4. Il ressort des pièces du dossier que la propriété bâtie des consorts G... est située à proximité immédiate du terrain d'assiette du projet. Les requérants, qui sont voisins immédiats du projet de M. E... et évoquent les nuisances sonores, olfactives et visuelles liées à l'édification du bâtiment, destiné à l'hébergement de chiens, autorisé par le permis de construire en litige, font valoir que le projet en cause est susceptible d'affecter les conditions de jouissance de leur bien.
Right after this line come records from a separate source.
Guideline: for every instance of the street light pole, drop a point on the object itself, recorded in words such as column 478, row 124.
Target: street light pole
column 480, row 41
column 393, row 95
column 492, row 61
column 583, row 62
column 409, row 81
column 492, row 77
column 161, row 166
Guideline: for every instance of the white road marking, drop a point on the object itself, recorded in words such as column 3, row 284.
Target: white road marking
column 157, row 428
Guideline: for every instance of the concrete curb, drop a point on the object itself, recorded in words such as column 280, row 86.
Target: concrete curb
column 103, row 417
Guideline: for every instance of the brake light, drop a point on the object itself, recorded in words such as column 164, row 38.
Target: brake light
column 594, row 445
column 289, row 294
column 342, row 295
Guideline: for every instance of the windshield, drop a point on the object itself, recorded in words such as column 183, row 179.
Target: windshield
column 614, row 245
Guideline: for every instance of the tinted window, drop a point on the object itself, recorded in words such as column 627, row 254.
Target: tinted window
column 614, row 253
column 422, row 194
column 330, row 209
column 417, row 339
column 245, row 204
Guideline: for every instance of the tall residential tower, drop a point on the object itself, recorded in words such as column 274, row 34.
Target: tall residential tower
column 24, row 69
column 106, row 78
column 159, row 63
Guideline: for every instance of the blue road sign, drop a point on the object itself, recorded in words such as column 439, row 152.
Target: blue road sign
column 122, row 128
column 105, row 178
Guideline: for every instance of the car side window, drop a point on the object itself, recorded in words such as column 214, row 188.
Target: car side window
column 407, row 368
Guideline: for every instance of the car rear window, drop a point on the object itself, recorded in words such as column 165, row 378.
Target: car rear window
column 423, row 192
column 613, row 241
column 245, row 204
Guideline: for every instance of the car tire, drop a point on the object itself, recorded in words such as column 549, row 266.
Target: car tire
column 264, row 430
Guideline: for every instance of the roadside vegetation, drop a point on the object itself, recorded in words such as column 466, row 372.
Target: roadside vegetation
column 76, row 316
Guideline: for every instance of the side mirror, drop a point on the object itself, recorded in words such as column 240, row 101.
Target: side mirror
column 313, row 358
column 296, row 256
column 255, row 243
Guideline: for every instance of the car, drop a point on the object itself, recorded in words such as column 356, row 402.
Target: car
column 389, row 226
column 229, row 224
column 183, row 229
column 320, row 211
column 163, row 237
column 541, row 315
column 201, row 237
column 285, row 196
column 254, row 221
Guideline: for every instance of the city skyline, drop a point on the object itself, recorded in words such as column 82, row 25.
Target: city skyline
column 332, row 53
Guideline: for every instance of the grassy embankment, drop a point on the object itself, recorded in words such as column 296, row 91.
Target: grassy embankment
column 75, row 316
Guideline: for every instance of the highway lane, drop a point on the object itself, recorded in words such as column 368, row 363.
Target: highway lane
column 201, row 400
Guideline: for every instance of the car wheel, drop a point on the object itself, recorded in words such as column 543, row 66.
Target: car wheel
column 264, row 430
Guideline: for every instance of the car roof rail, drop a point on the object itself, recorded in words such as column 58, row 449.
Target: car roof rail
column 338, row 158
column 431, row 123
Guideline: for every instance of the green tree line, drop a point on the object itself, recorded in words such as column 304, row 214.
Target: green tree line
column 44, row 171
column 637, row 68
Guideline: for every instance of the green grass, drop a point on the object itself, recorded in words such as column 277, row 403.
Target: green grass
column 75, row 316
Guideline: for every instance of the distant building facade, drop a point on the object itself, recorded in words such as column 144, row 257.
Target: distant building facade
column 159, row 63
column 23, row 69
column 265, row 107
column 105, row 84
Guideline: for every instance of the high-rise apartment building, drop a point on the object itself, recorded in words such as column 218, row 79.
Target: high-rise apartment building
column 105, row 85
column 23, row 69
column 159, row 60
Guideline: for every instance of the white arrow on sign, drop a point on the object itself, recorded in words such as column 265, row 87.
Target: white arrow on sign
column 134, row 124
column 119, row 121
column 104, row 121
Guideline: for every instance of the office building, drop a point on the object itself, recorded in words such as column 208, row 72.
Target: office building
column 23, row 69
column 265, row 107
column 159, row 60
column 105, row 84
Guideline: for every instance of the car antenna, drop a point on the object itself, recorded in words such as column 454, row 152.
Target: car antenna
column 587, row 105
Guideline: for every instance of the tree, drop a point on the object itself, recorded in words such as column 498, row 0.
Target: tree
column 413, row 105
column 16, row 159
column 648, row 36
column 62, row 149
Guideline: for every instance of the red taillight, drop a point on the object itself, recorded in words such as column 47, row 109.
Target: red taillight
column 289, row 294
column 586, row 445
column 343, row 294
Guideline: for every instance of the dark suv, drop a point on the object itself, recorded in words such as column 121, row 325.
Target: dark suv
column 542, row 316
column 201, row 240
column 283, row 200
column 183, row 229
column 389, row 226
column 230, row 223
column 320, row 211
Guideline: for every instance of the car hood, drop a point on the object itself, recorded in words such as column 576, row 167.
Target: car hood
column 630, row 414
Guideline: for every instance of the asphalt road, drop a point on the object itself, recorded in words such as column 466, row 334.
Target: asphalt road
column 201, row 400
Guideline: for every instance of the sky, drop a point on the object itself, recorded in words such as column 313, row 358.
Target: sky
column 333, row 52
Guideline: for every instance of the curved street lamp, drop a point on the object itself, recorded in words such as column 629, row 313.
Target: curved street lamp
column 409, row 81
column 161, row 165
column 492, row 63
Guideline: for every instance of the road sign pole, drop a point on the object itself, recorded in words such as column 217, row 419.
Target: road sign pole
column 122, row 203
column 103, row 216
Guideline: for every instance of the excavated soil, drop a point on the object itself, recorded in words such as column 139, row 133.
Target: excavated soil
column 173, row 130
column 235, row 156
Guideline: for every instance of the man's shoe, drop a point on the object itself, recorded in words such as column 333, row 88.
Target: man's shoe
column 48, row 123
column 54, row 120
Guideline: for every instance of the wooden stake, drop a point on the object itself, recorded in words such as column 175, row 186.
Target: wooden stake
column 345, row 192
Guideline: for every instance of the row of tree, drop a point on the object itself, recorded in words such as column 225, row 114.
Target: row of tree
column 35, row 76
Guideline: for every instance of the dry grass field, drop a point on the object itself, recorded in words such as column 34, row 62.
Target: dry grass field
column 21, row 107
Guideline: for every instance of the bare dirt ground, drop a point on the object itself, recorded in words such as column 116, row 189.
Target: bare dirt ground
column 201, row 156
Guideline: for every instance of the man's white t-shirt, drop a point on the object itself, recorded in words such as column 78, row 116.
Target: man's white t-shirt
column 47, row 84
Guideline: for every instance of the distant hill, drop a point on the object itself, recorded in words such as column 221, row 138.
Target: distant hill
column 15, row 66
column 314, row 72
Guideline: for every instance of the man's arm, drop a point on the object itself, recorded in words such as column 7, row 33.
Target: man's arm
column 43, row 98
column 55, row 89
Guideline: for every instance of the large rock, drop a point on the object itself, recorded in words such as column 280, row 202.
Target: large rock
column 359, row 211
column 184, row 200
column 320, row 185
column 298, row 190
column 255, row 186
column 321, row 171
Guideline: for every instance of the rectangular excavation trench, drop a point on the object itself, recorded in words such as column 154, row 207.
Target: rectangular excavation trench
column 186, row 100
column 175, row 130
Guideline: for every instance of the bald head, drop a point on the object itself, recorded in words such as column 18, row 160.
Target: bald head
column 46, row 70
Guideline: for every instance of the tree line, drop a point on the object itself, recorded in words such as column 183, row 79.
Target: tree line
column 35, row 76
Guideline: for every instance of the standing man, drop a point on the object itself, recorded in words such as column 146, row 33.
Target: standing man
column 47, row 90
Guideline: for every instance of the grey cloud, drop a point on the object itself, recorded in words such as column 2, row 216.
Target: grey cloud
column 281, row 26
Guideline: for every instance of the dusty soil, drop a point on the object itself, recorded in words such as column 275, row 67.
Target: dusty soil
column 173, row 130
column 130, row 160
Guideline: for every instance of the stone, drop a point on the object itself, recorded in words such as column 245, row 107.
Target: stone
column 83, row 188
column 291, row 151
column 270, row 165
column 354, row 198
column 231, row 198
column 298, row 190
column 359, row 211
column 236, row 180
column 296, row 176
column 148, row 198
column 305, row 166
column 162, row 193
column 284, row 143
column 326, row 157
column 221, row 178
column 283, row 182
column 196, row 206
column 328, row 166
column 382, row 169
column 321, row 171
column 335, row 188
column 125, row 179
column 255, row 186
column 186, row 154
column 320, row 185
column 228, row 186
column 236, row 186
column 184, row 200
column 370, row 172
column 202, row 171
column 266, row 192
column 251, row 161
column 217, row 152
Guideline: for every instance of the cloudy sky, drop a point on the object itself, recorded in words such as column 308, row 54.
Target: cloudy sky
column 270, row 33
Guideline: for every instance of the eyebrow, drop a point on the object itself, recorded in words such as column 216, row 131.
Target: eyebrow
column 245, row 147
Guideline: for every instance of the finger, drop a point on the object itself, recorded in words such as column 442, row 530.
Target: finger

Les consorts G... justifiant ainsi d'un intérêt à agir contre ce permis de construire, la fin de non-recevoir opposée par la commune de Savines-le-Lac à leur demande de première instance doit être écartée.
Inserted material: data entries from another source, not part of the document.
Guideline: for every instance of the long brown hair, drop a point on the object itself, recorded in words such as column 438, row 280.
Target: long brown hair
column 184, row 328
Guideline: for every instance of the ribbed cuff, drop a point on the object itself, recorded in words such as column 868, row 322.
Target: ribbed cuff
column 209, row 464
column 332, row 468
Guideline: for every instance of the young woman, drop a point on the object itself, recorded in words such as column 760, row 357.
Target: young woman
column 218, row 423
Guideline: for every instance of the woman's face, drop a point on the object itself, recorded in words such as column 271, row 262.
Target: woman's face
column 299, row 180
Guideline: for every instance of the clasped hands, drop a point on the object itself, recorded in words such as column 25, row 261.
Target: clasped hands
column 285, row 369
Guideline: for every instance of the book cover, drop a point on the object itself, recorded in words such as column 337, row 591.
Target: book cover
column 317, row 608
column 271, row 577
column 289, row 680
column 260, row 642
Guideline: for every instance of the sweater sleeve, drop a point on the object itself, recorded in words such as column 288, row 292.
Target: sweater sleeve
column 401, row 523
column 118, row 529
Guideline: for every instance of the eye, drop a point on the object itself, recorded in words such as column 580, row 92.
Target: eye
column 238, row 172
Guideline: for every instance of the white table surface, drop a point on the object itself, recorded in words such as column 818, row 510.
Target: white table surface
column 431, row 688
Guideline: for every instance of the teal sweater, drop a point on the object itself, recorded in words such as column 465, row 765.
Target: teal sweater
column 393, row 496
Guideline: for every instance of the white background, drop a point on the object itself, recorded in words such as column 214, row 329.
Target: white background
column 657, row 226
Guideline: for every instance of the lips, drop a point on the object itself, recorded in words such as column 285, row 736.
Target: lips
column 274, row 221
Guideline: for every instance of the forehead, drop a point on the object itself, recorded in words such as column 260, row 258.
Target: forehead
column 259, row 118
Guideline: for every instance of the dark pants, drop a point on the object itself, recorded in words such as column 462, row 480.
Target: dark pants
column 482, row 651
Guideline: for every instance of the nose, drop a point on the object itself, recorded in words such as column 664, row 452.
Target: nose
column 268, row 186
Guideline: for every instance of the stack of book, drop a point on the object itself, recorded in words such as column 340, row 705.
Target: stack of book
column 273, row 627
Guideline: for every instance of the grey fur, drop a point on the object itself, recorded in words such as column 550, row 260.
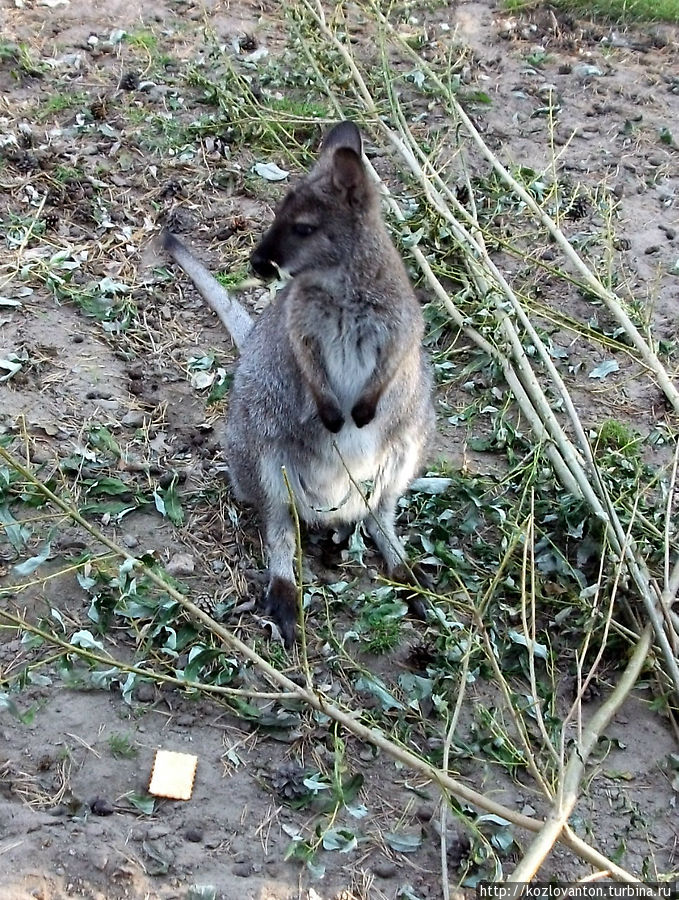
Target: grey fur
column 332, row 381
column 232, row 315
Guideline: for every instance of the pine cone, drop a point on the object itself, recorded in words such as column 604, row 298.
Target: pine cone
column 98, row 109
column 129, row 81
column 578, row 208
column 248, row 43
column 206, row 603
column 26, row 162
column 288, row 781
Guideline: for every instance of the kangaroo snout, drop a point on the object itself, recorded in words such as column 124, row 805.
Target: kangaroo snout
column 261, row 264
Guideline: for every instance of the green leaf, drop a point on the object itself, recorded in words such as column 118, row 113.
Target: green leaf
column 110, row 486
column 340, row 839
column 143, row 802
column 16, row 534
column 351, row 785
column 604, row 369
column 168, row 505
column 270, row 171
column 101, row 438
column 538, row 649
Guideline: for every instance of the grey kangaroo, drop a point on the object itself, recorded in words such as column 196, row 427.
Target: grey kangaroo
column 332, row 382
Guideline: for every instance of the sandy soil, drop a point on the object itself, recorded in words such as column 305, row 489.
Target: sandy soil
column 229, row 841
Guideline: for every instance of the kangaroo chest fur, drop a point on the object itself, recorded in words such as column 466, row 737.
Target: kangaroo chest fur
column 350, row 350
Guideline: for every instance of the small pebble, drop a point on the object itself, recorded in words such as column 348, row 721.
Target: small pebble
column 181, row 564
column 134, row 418
column 385, row 868
column 144, row 692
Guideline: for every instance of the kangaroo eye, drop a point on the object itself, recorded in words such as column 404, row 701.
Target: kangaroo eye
column 303, row 229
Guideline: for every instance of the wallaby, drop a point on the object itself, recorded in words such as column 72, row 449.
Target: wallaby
column 332, row 382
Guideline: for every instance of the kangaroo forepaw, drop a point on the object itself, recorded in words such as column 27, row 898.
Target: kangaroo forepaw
column 280, row 603
column 331, row 416
column 364, row 411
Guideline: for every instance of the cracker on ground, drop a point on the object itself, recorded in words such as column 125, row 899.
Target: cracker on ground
column 173, row 775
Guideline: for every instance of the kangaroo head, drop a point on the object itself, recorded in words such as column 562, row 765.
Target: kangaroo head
column 321, row 219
Sur la légalité du permis de construire en litige :

5. Aux termes de l'article L. 121-8 du code de l'urbanisme, dans sa rédaction alors en vigueur : " L'extension de l'urbanisation se réalise soit en continuité avec les agglomérations et villages existants, soit en hameaux nouveaux intégrés à l'environnement ".

6. D'une part, il résulte de ces dispositions, éclairées par les travaux préparatoires de la loi du 3 janvier 1986 relative à l'aménagement, la protection et la mise en valeur du littoral dont elles sont issues, que le plan local d'urbanisme d'une commune littorale peut prévoir l'extension de l'urbanisation soit en continuité avec les agglomérations et villages existants, c'est-à-dire avec les zones déjà urbanisées caractérisées par un nombre et une densité significatifs de constructions, soit en délimitant une zone destinée à l'accueil d'un hameau nouveau intégré à l'environnement. Toutefois, l'exigence de continuité étant directement applicable aux autorisations d'occupation ou d'utilisation du sol, l'autorité administrative qui se prononce sur une demande d'autorisation d'urbanisme dans une commune littorale doit vérifier, à moins que le terrain d'assiette du projet soit situé dans une zone destinée à l'accueil d'un hameau nouveau intégré à l'environnement, si, à la date à laquelle elle statue, l'opération envisagée est réalisée en continuité avec les agglomérations et villages existants, et ce alors même que le plan local d'urbanisme aurait ouvert à l'urbanisation la zone dans laquelle se situe le terrain d'assiette. Par ailleurs, le respect du principe de continuité posé par ces dispositions s'apprécie en resituant le terrain d'assiette du projet dans l'ensemble de son environnement, sans s'en tenir aux constructions situées sur les seules parcelles limitrophes de ce terrain.

7. D'autre part, si, en adoptant les dispositions citées au point 5, le législateur a entendu interdire en principe toute opération de construction isolée dans les communes du littoral, le simple agrandissement d'une construction existante ne peut être regardé comme une extension de l'urbanisation au sens de ces dispositions.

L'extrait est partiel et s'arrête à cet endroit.